The value is not restricted to integer values and has a decimal point that may be placed anywhere from the start to the second last digit in the value, but not after the last digit (for example, +.12345678901234 is acceptable while 12345678901234567 is not).
The sign is always optional. If it is absent, the value is assumed to be positive.
Absence of a decimal point implies one after the last digit (that is, an integer).
The Decimal data type is always expressed as a Base-10, ASCII-character-set string.
For example: +1234567890.12345 is acceptable, while 12345678901234567 is not.
Long
The Long data type is an Integer expressed as a Base-10, ASCII-character-set string representation of a 32-bit signed integer in the range -2147483648 to +2147483647. Elements of type Long do not permit a decimal point.
Enum
Enum is a Narrow Character type that has a limited number of specified valid values, each of which is represented by a tag of up to 80 characters. The Enum data type is either a Closed Enum or an Open Enum. Adding a value to a Closed Enum requires a spec update, while adding a value to an Open Enum only requires out-of-band agreement by the end points. Open Enums may also be extended using SPX.
Wherever it is appropriate to reference a non-ACORD code list, a reference to the <CodeList> aggregate can be created as listed in the following table. (See the Common Aggregates section of the Business Message Specification.)

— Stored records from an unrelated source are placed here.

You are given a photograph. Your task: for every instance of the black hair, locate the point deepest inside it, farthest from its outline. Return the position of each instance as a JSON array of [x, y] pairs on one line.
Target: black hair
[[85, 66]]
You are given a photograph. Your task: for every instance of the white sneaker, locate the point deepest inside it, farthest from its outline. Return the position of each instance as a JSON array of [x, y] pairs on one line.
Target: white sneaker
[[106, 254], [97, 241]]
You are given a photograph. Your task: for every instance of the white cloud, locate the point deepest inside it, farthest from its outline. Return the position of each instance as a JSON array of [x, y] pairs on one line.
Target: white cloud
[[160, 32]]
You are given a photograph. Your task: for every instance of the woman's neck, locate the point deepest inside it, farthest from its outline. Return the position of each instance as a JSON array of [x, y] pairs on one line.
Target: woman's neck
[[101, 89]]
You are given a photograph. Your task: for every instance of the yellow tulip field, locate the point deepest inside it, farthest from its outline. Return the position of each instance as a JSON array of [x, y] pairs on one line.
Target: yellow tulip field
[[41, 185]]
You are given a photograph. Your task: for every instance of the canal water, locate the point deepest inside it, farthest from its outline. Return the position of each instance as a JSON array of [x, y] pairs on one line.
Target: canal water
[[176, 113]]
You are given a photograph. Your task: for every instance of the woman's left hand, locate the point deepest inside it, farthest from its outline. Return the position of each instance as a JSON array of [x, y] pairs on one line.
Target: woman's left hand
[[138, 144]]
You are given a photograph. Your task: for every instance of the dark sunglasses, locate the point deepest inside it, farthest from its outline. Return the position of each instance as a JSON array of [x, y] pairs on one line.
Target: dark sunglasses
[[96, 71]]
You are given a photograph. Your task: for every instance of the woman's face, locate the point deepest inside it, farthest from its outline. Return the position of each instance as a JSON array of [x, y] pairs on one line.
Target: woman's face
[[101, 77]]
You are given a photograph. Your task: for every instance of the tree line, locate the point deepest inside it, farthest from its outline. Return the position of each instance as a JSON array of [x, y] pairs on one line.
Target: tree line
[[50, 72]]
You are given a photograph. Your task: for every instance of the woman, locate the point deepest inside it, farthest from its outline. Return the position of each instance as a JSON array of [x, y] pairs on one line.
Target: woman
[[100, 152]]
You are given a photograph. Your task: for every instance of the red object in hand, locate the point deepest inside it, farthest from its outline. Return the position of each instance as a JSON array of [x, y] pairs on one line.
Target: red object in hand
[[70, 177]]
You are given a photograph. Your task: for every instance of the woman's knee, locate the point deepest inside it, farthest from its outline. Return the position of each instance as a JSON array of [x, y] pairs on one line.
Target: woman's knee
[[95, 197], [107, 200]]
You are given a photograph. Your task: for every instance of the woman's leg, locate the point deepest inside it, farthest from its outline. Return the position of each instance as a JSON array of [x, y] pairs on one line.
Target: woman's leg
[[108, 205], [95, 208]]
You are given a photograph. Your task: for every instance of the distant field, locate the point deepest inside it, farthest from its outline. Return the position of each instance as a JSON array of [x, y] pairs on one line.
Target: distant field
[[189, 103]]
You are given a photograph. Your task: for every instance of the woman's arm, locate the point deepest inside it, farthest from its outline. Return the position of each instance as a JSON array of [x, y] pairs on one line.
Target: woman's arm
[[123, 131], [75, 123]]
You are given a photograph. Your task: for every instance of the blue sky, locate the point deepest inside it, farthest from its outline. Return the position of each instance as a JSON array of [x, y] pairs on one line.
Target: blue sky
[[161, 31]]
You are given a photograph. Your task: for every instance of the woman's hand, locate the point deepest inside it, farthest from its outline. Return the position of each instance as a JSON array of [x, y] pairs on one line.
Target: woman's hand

Tag | Type | Usage | Description |
---|---|---|---|
@CodeInfoRef |
Identifier Reference |
Optional |
A Reference to the Identifier of the <CodeList> |
Closed Enum
A Closed Enum is an element where a number of valid values are defined within this specification. All other values should be rejected as invalid.
Open Enum
An Open Enum is an element where a number of valid values are defined within this specification, but other values should not be rejected as invalid by any system other than the final message destination. Open Enums provide a mechanism for a client and final destination server to communicate with values that may be known to both endpoints but not to all intermediate servers that route the message. Open Enums are typically used for elements related to system message processing and have been defined as open to support extensibility and customization of the specification.
Identifiers
This specification provides three different types of identifiers:
Assigned Identifiers
Transient Unique Identifiers
Universally Unique Identifiers
Assigned Identifiers
An assigned identifier is created by an organization, carrier, agent, state, or other body. These include policy numbers, social security numbers, passport IDs, driver’s license numbers, and so on.
Object identifiers in the specification are of the data type “Assigned Identifier”. This is a Character data type with a maximum length of 36.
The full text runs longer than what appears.